Part of Speech Tagging with NLTK Part 2 – Regexp and Affix Taggers
Following up on Part of Speech Tagging with NLTK - Ngram Taggers, I test the accuracy of adding an Affix Tagger and a Regexp Tagger to the SequentialBackoffTagger chain.
NLTK Affix Tagger
The AffixTagger learns prefix and suffix patterns to determine the part of speech tag for word. I tried inserting the affix tagger into every possible position of the ubt_tagger to see which method increased accuracy the most. As you'll see in the results, the aubt_tagger had the highest accuracy.

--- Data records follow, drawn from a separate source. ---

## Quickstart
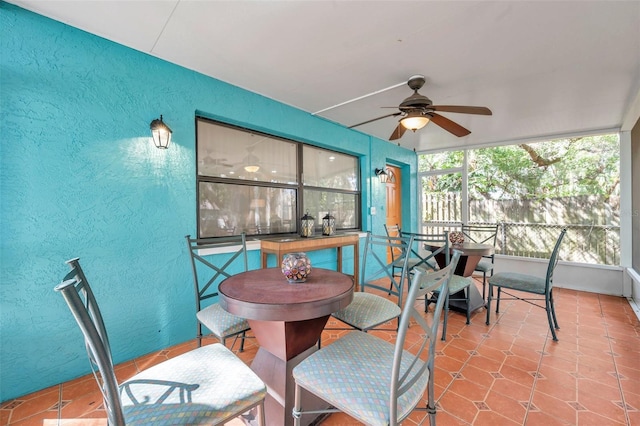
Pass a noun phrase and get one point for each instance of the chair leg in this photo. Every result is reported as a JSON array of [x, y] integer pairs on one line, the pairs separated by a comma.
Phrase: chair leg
[[244, 335], [444, 320], [468, 300], [199, 334], [551, 316], [296, 412], [553, 310], [553, 331], [484, 283], [488, 321], [431, 405], [260, 415]]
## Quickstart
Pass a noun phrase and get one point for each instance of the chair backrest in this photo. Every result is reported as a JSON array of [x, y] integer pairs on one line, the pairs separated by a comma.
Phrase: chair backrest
[[481, 234], [206, 275], [553, 260], [425, 248], [376, 268], [410, 368], [77, 293]]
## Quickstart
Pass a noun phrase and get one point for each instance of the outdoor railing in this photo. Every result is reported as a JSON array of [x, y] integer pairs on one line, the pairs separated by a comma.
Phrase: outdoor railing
[[594, 244]]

ubta_tagger = backoff_tagger(train_sents, [nltk.tag.UnigramTagger, nltk.tag.BigramTagger, nltk.tag.TrigramTagger, nltk.tag.AffixTagger]) ubat_tagger = backoff_tagger(train_sents, [nltk.tag.UnigramTagger, nltk.tag.BigramTagger, nltk.tag.AffixTagger, nltk.tag.TrigramTagger]) uabt_tagger = backoff_tagger(train_sents, [nltk.tag.UnigramTagger, nltk.tag.AffixTagger, nltk.tag.BigramTagger, nltk.tag.TrigramTagger]) aubt_tagger = backoff_tagger(train_sents, [nltk.tag.AffixTagger, nltk.tag.UnigramTagger, nltk.tag.BigramTagger, nltk.tag.TrigramTagger])
NLTK Regexp Tagger
The RegexpTagger allows you to define your own word patterns for determining the part of speech tag. Some of the patterns defined below were taken from chapter 3 of the NLTK book, others I added myself. Since I had already determined that the aubt_tagger was the most accurate, I only tested the regexp tagger at the beginning and end of the pos tagger chain.
word_patterns = [
(r'^-?[0-9]+(.[0-9]+)?$', 'CD'),
(r'.*ould$', 'MD'),
(r'.*ing$', 'VBG'),
(r'.*ed$', 'VBD'),
(r'.*ness$', 'NN'),
(r'.*ment$', 'NN'),
(r'.*ful$', 'JJ'),
(r'.*ious$', 'JJ'),
(r'.*ble$', 'JJ'),
(r'.*ic$', 'JJ'),
(r'.*ive$', 'JJ'),
(r'.*ic$', 'JJ'),
(r'.*est$', 'JJ'),
(r'^a$', 'PREP'),
]
aubtr_tagger = nltk.tag.RegexpTagger(word_patterns, backoff=aubt_tagger)
raubt_tagger = backoff_tagger(train_sents, [nltk.tag.AffixTagger, nltk.tag.UnigramTagger, nltk.tag.BigramTagger, nltk.tag.TrigramTagger],
backoff=nltk.tag.RegexpTagger(word_patterns))
NLTK Affix and Regexp Tagging Accuracy
Conclusion
As you can see, the aubt_tagger provided the most gain over the ubt_tagger, and the raubt_tagger had a slight gain on top of that. In Part of Speech Tagging with NLTK - Brill Tagger I discuss the results of using the BrillTagger to push the accuracy even higher.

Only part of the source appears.